Eagerly awaiting buyers.
Photograph by Paul J. Richards — AFP/Getty Images
By Geoffrey Smith
October 15, 2015

Germany’s auto regulator has ordered Volkswagen AG (VLKAY) to recall all the cars in the country that are fitted with emissions cheating software.

The order from the Kraftfahrbundesamt, or KBA, effectively overrules the proposals that the scandal-hit company had sent in last week for fixing the problem of excess emissions from its older diesel cars. VW, which argues that all its cars are technically safe and legal to drive, had wanted drivers to decide for themselves whether or not to bring their cars in to be fixed. VW said at first that 2.8 million cars in Germany were affected, but only 2.4 million of these are actually still on the roads.

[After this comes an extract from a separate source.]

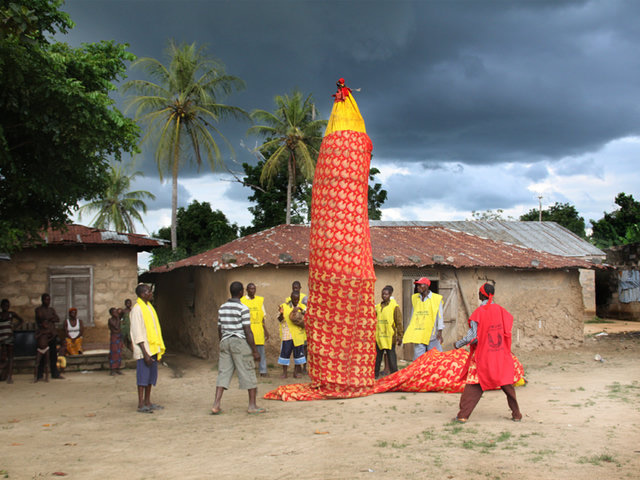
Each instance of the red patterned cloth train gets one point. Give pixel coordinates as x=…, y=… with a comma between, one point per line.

The German authorities are under pressure to prove that they are capable of properly policing the domestic auto lobby, which accounts for 13% of all jobs in the country. That has given it huge political influence both at home and further afield. Its influence played a large role in ensuring that producers’ claims about their cars’ fuel efficiency and emissions performance aren’t adequately tested under real-world conditions in the E.U..

The KBA’s order means that the authorities will have more control over the recall process and push VW to complete the recall faster (something that might make it more expensive for VW).

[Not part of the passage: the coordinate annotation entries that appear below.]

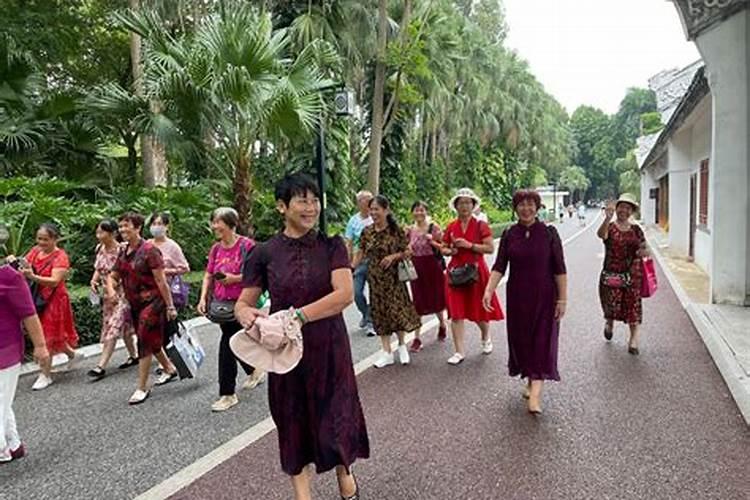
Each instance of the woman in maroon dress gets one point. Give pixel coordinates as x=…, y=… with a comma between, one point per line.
x=468, y=240
x=624, y=246
x=316, y=406
x=140, y=268
x=537, y=291
x=428, y=290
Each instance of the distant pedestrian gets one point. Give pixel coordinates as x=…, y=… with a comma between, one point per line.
x=536, y=295
x=222, y=281
x=467, y=241
x=353, y=235
x=47, y=269
x=117, y=321
x=140, y=269
x=315, y=406
x=428, y=290
x=620, y=280
x=384, y=244
x=17, y=309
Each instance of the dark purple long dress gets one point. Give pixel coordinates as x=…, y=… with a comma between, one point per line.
x=316, y=406
x=535, y=256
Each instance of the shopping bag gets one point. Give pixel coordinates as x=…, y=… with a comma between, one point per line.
x=648, y=281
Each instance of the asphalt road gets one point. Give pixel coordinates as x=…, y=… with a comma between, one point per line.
x=85, y=442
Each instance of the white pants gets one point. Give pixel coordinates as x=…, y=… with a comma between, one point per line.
x=9, y=438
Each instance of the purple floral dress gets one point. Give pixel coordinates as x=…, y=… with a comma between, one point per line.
x=116, y=319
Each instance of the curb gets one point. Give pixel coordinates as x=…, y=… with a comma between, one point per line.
x=721, y=353
x=96, y=349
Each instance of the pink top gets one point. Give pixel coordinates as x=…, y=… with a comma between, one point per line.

However, Germany’s Transport Minister Alexander Dobrindt said last week that the original goal of fixing all of the affected cars–which account for over one in four of all the VW cars affected worldwide by the scandal–by the end of 2016 now looks unlikely, because an essential component for fixing 1.6 liter engines won’t be available until September.

“We have to be realistic,” a KBA spokesman told Fortune Wednesday. “There are various types of engine that need fixing and different solutions will be needed.”

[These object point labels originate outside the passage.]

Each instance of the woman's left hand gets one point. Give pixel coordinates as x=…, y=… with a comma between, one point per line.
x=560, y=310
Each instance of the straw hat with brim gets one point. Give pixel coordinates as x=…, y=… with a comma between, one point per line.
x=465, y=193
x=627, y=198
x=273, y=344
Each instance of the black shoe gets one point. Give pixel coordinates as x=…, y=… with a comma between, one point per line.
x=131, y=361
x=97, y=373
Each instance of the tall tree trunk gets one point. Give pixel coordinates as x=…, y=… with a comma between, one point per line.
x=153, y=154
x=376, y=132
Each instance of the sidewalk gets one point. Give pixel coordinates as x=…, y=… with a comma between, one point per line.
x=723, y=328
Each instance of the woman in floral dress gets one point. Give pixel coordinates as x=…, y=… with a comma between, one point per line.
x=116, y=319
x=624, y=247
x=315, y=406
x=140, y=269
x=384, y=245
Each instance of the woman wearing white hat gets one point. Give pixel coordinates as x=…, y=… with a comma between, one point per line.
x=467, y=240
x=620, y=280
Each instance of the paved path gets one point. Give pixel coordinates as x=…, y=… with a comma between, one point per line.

Dobrindt said Wednesday VW will have to say by the end of November exactly how it intends to bring its 1.2 and 1.6-liter EA189 engines into line with legal limits on emissions. It has to do the same for its 2-liter engines by the end of this month.

Volkswagen couldn’t immediately be reached for comment.

The news adds to the steadily-mounting pressure on Europe’s largest automaker, which is already facing a criminal probe and dozens of civil suit from Germany to the U.S..

State prosecutors raided the company’s Wolfsburg HQ and private homes last week as part of their investigation, while Politico reported Tuesday that the Federal Trade Commission is looking into claims of deceptive marketing by the company in the U.S., where it had aggressively pushed its “clean diesel” technology.

Elsewhere Thursday, German media reported that a fourth manager at the company has been suspended, apparently in connection with the affair. Falko Rudolph, head of a factory in Baunatal in central Germany, was one of the engineers involved in developing the EA189 engine at the heart of the scandal, according to the broadcaster n-tv.

This story has been updated to include comment from Transport Minister Alexander Dobrindt and news of Falko Rudolph’s suspension.